The grammar police (“To correct and serve”) have a legitimate complaint. Language is under assault, and the malevolent perpetrators are, as in Dickens’s time, ignorance and want. No offense to educators (take note—offense intended by its denial), grammar isn’t being effectively taught. Even newspaper headlines contain horrible gaffes (“Bishops Agree Sex Abuse Rules”).
On the other hand, the silent judgment of grammar totalitarians can have a dampening effect on communication, which is the legitimate purpose of language. To dismiss an argument over grammar flaws, instead of faux facts or logical fallacies, strikes me as a modern form of class snobbery (and a cheap way to avoid an otherwise well-structured claim).
Authors know that grammar and punctuation serve an important purpose. For a serious explanation of what that purpose is, read my blog post on punctuation:
But why so serious? We’re not all writers, and not all communication needs rigorous editing. In our contentious political world, there seems to be no middle ground for any dispute. If only someone could clear up a few of the more common errors with an out-of-the-box solution…

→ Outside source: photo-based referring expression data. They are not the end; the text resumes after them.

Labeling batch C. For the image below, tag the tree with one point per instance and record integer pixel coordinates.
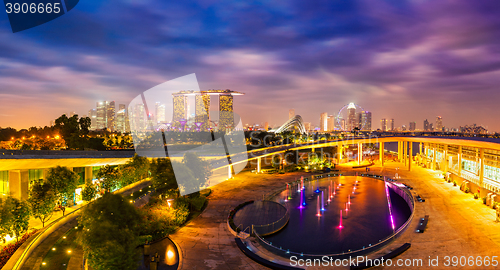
(185, 179)
(21, 216)
(85, 123)
(109, 176)
(64, 182)
(89, 192)
(136, 169)
(109, 233)
(42, 201)
(6, 218)
(162, 175)
(200, 168)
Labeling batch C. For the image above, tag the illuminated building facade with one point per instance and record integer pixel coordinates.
(110, 115)
(323, 122)
(351, 117)
(159, 113)
(439, 123)
(383, 124)
(121, 118)
(105, 115)
(365, 120)
(202, 111)
(202, 108)
(413, 126)
(180, 108)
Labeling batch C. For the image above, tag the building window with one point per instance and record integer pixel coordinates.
(492, 173)
(470, 166)
(4, 182)
(35, 175)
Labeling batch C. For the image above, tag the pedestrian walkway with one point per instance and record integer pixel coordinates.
(458, 224)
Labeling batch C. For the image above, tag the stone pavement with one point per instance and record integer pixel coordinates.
(458, 224)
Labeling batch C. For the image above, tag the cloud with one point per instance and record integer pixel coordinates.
(416, 57)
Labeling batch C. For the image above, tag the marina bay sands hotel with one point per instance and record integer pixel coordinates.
(202, 100)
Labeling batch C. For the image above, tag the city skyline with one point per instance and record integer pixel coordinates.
(416, 68)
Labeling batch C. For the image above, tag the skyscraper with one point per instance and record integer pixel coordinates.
(202, 111)
(110, 116)
(93, 118)
(365, 120)
(351, 117)
(426, 125)
(331, 123)
(307, 126)
(121, 118)
(383, 124)
(439, 123)
(159, 113)
(100, 115)
(323, 122)
(180, 108)
(413, 126)
(105, 115)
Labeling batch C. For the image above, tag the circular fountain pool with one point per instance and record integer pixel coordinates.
(361, 212)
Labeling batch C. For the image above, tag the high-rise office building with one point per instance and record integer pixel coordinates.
(383, 124)
(307, 126)
(331, 123)
(110, 115)
(439, 123)
(202, 107)
(93, 118)
(426, 125)
(413, 126)
(159, 113)
(365, 120)
(101, 115)
(323, 121)
(121, 118)
(180, 108)
(351, 117)
(202, 111)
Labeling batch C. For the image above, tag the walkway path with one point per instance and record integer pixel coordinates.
(53, 234)
(458, 224)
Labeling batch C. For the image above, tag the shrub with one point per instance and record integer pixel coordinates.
(11, 248)
(181, 202)
(198, 202)
(143, 239)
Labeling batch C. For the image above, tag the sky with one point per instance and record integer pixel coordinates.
(407, 60)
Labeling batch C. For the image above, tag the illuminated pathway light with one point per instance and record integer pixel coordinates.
(390, 206)
(340, 220)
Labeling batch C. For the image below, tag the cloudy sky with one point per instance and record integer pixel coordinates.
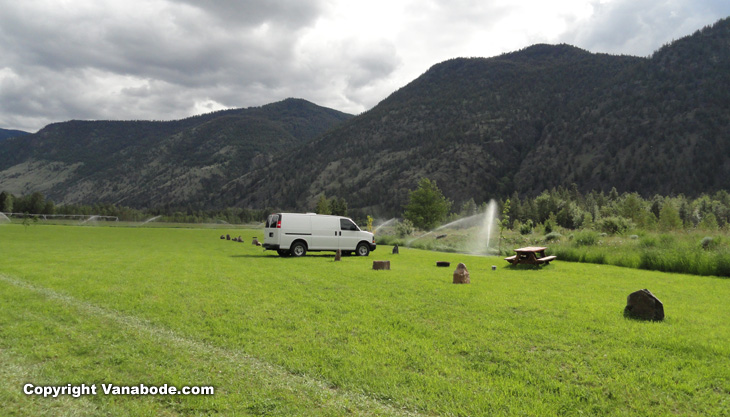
(169, 59)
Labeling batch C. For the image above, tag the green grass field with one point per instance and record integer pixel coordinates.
(310, 336)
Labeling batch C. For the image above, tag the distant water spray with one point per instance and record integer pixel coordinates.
(151, 219)
(91, 219)
(384, 224)
(484, 241)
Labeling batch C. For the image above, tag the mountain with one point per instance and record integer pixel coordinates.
(147, 164)
(11, 133)
(541, 117)
(526, 121)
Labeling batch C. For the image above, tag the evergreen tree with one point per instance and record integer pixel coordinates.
(669, 218)
(427, 205)
(6, 202)
(323, 205)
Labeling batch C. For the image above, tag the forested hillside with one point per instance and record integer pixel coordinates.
(526, 121)
(148, 164)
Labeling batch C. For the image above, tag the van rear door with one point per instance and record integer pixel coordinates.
(350, 236)
(272, 231)
(325, 233)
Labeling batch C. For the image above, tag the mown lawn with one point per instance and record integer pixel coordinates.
(312, 336)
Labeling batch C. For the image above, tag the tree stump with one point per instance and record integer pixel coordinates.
(643, 305)
(381, 265)
(461, 275)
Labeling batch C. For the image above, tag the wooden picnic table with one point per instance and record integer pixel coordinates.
(531, 255)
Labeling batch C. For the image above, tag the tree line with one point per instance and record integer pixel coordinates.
(427, 208)
(570, 209)
(37, 204)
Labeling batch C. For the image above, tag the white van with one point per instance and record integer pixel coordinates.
(294, 234)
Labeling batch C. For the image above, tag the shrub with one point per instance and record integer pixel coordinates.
(614, 225)
(404, 228)
(708, 243)
(548, 226)
(526, 228)
(648, 242)
(586, 238)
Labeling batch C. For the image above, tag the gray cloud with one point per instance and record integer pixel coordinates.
(167, 59)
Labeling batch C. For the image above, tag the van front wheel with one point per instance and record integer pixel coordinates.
(362, 249)
(298, 249)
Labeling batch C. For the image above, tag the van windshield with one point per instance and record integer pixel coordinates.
(347, 224)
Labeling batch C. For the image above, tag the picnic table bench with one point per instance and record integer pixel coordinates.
(531, 255)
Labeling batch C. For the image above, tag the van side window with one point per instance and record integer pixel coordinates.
(271, 220)
(347, 224)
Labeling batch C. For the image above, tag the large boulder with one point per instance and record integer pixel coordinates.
(644, 305)
(461, 275)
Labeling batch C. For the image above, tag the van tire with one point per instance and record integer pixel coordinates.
(362, 249)
(298, 249)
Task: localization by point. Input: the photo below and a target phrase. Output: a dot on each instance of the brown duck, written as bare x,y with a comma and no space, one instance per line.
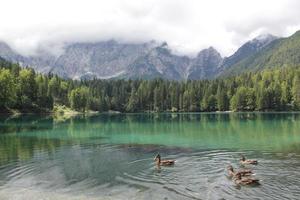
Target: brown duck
245,161
245,180
242,172
160,162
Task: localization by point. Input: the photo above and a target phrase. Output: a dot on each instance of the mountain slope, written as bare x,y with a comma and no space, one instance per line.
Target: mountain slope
247,50
279,53
111,59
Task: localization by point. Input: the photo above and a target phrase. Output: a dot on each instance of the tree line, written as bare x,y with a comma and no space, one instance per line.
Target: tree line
268,90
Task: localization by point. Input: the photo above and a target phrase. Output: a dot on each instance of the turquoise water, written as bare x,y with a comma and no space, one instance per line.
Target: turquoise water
111,156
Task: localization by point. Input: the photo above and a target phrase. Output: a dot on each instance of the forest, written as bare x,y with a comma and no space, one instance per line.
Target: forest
25,90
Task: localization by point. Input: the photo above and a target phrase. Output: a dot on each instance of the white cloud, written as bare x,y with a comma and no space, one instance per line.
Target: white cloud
187,25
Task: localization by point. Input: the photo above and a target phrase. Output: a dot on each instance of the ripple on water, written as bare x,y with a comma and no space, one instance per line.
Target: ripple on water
118,172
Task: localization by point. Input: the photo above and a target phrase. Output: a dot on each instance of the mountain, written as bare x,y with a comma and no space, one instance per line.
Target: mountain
248,49
205,65
111,59
277,53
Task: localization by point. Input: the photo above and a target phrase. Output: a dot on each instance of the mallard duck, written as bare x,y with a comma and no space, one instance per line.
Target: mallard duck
160,162
242,172
245,161
245,180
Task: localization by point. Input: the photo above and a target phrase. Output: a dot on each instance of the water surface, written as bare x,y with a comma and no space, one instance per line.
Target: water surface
111,156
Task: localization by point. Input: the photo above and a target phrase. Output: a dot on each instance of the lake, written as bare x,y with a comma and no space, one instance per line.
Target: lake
110,156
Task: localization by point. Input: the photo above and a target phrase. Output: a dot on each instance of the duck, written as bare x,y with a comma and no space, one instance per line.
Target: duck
245,180
245,161
160,162
242,172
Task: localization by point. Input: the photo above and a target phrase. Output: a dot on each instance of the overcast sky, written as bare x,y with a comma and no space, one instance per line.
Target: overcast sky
186,25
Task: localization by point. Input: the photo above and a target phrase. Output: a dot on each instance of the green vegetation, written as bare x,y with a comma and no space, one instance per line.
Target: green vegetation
280,53
268,90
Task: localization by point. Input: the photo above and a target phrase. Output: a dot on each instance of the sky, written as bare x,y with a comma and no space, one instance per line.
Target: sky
186,25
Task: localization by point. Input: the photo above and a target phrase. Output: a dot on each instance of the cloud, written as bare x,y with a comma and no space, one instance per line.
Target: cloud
186,25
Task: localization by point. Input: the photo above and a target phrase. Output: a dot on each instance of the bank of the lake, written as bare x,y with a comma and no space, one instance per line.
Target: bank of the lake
110,156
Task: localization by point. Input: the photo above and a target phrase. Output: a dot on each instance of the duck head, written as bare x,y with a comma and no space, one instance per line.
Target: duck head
243,158
157,158
230,168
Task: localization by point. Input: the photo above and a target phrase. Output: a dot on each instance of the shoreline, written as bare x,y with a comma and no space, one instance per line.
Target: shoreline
73,113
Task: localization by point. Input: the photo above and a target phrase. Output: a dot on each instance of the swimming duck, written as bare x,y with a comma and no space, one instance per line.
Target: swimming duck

With that in mind, allow me to propose a tiny fix. One of the more vexing grammar errors involves the use of your and you’re. What if, instead of killing a forest full of trees in the form of blue pencils, we simply agreed to use the third in the triad of homonyms—yore.
I can hear you now. Yore right. Yore idea is perfect!
Start there (not their) friends. Baby steps! But if this works, I’ll write a blog that will forever solve the problem of the indefinite pronoun in conjunction and possessive forms. Don’t scoff. Itz possible.